To estimate expected processing time, we use seeker to measure the average access time on this drive array (19.26 ms) and dd to measure raw throughput (440.7 MiB/s), yielding an estimate of 3948.7 s. Any difference between this estimate and the actual may be the result of file system overhead and overhead of the script interpreter (bash).
(average file size / throughput + average access time) x number of files =
(2.65 MiB / 440.7 MiB/s + 19.26 ms) x 156242 = 3948.7 s
To gather the LBA's we use hdparm but if heavily relying on extent ordering one should write a custom program using FS_IOC_FIEMAP ioctl() calls to minimize invocations. (I'm storing the information in a metadata DB to order subsequent accesses to these files. Worse case, if the extent information becomes out of date, is a sub-optimal ordering. Also, the extents can be updated as a background process during low load.) Using hdparm in a script required 939 s to gather the extents but some of that originates from the invocation of hdparm for each file. Over 99.2% of the files have a single extent, so ordering by the first LBA should be nearly optimal.
Number of extents | Frequency |
1 | 155001 |
2 | 1161 |
3 | 78 |
4 | 2 |
The table below shows the averages of three tests of each file ordering. Even after adding in the cost of gathering the extents, there is still a great advantage to ordering by extents instead of processing files randomly. In this test, "processing" is actually cat'ing the file to /dev/null so the time is almost entirely the result of file operations.

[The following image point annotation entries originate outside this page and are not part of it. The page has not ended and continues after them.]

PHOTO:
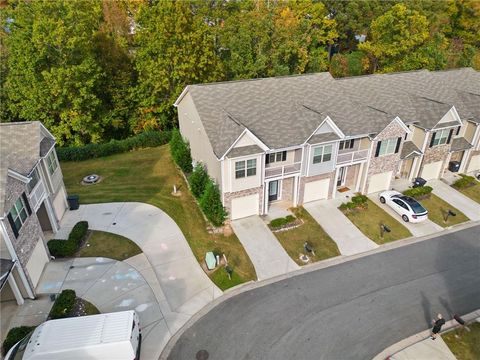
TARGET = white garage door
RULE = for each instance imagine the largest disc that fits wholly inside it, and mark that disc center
(316, 190)
(474, 163)
(379, 182)
(37, 261)
(244, 206)
(431, 171)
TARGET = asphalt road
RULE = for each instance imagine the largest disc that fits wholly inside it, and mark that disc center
(350, 311)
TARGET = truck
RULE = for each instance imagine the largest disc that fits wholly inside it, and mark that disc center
(104, 336)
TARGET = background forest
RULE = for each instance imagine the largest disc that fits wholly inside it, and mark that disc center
(96, 70)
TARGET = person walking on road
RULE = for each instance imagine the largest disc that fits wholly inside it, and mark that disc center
(437, 326)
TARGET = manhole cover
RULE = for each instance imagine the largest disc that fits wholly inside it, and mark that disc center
(202, 355)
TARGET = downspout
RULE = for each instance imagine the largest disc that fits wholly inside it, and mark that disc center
(15, 258)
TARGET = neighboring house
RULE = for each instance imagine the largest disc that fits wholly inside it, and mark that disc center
(32, 201)
(301, 138)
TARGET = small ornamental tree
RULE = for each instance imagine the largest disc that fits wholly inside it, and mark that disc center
(180, 151)
(198, 180)
(211, 204)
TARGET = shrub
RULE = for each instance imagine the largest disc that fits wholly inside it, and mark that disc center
(418, 192)
(15, 335)
(465, 181)
(66, 248)
(180, 151)
(63, 306)
(198, 180)
(211, 204)
(143, 140)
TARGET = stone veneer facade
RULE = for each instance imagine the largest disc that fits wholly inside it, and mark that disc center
(31, 231)
(387, 162)
(227, 198)
(304, 180)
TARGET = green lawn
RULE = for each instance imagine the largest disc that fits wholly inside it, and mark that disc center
(438, 207)
(473, 192)
(293, 240)
(148, 175)
(369, 220)
(105, 244)
(464, 345)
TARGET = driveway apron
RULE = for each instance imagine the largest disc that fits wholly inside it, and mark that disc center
(267, 255)
(348, 238)
(423, 228)
(463, 203)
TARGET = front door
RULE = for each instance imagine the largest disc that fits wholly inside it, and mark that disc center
(341, 176)
(273, 190)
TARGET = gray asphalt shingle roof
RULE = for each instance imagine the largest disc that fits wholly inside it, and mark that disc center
(285, 111)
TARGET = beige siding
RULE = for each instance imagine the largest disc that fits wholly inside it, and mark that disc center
(192, 129)
(418, 136)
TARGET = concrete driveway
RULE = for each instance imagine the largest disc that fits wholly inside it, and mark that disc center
(463, 203)
(348, 238)
(113, 286)
(267, 255)
(183, 286)
(423, 228)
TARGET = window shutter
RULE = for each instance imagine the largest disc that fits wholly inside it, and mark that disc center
(27, 204)
(12, 225)
(432, 139)
(450, 136)
(377, 150)
(399, 140)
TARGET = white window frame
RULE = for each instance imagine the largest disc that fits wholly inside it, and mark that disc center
(52, 163)
(441, 137)
(322, 153)
(245, 168)
(387, 147)
(16, 212)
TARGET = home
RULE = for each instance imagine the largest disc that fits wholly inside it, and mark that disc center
(305, 138)
(32, 202)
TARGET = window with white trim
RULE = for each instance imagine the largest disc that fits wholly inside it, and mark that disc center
(322, 154)
(245, 168)
(19, 214)
(52, 162)
(440, 137)
(387, 147)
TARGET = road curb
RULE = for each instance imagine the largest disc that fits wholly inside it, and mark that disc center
(421, 336)
(304, 270)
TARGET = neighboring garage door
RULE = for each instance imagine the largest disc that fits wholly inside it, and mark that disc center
(316, 190)
(379, 182)
(431, 171)
(474, 163)
(244, 206)
(37, 261)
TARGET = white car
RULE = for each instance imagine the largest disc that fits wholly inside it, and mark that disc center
(408, 208)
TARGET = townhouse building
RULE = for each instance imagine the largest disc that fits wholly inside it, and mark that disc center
(305, 138)
(32, 202)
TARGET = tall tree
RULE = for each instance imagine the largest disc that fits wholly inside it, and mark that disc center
(174, 48)
(52, 72)
(398, 32)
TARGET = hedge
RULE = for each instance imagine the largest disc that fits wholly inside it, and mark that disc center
(15, 335)
(277, 223)
(418, 192)
(143, 140)
(64, 305)
(465, 181)
(66, 248)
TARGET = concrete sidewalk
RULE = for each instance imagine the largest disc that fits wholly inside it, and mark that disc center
(349, 239)
(463, 203)
(423, 228)
(268, 257)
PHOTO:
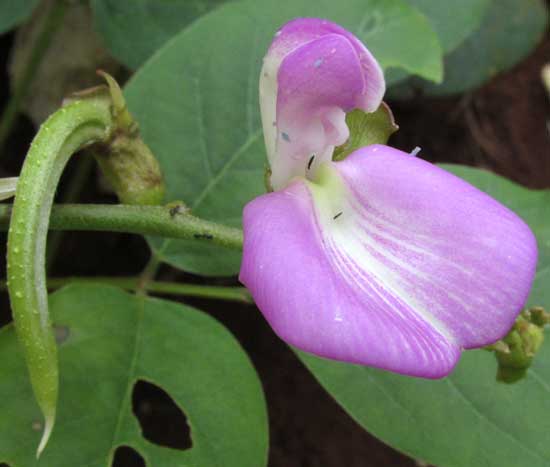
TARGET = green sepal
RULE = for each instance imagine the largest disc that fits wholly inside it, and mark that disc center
(516, 351)
(366, 129)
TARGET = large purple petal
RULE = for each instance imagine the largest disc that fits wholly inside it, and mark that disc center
(387, 261)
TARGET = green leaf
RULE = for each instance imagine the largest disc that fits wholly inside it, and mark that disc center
(14, 12)
(508, 33)
(197, 103)
(468, 419)
(111, 339)
(134, 30)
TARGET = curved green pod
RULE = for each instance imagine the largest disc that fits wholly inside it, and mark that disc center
(80, 123)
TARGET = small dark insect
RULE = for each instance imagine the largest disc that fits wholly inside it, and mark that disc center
(204, 236)
(175, 210)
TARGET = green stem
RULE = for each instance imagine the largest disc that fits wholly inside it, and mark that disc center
(82, 172)
(67, 131)
(163, 221)
(52, 22)
(233, 294)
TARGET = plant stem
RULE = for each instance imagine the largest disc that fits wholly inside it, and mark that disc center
(163, 221)
(234, 294)
(148, 274)
(51, 24)
(82, 172)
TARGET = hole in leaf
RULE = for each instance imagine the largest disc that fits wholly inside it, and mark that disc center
(125, 456)
(162, 421)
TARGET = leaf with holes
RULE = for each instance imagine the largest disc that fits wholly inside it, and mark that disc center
(14, 12)
(199, 111)
(109, 340)
(494, 424)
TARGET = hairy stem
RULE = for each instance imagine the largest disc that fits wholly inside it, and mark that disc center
(163, 221)
(213, 292)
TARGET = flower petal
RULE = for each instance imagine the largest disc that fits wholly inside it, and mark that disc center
(388, 261)
(314, 72)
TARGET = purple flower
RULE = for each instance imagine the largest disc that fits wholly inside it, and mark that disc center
(314, 72)
(381, 259)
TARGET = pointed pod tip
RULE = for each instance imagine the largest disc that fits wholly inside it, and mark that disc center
(48, 428)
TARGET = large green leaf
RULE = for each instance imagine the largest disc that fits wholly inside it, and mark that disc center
(113, 339)
(197, 102)
(13, 12)
(134, 30)
(453, 21)
(507, 34)
(467, 419)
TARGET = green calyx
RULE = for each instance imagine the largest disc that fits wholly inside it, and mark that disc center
(366, 129)
(516, 351)
(125, 160)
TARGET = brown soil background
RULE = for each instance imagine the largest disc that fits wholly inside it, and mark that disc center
(503, 126)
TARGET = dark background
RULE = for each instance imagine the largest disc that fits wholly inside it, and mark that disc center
(503, 126)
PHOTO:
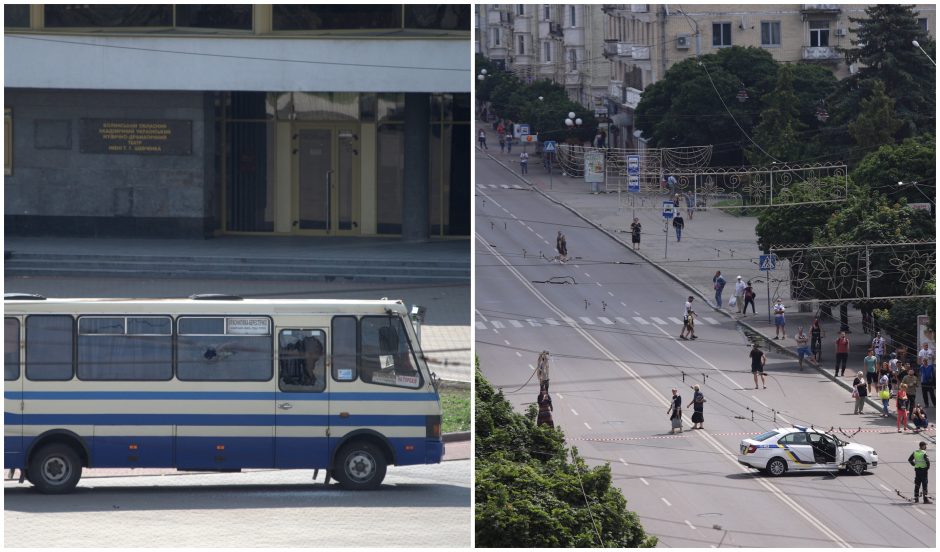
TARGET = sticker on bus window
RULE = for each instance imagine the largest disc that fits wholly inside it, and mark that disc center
(248, 326)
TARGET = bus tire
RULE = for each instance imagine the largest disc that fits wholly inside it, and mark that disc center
(360, 466)
(55, 469)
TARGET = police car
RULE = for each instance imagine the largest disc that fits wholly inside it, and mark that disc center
(799, 448)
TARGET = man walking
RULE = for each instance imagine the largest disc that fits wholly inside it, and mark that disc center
(842, 353)
(758, 360)
(921, 464)
(739, 288)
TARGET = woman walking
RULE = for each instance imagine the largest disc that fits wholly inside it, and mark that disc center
(675, 411)
(698, 403)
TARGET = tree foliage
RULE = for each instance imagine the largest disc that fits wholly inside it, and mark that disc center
(528, 494)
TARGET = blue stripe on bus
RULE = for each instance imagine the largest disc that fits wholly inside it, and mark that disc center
(213, 396)
(65, 420)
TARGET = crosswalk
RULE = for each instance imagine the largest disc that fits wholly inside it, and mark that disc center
(505, 323)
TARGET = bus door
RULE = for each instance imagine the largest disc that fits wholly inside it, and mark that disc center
(302, 406)
(13, 394)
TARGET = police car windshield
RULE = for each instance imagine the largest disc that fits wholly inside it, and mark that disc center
(764, 436)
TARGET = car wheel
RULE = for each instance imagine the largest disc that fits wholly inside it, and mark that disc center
(55, 469)
(777, 467)
(360, 466)
(857, 465)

Ordering | Time (s) | Speedup | |
avg | stdev | ||
Random | 9343.6 | 12.4 | 1.0 |
Extent (first LBA) | 1519.6 | 1.5 | 6.1 |
Unfortunately, this method requires directly attached disk and is of little use when the files are served by a network file system. Ideally the ordering would be handled by the file system after exposing pending file operations. Sounds like an interesting project for a kernel hacker.
(All tests performed under Fedora 13, kernel 2.6.33.6-147.2.4.fc13.x86_64.)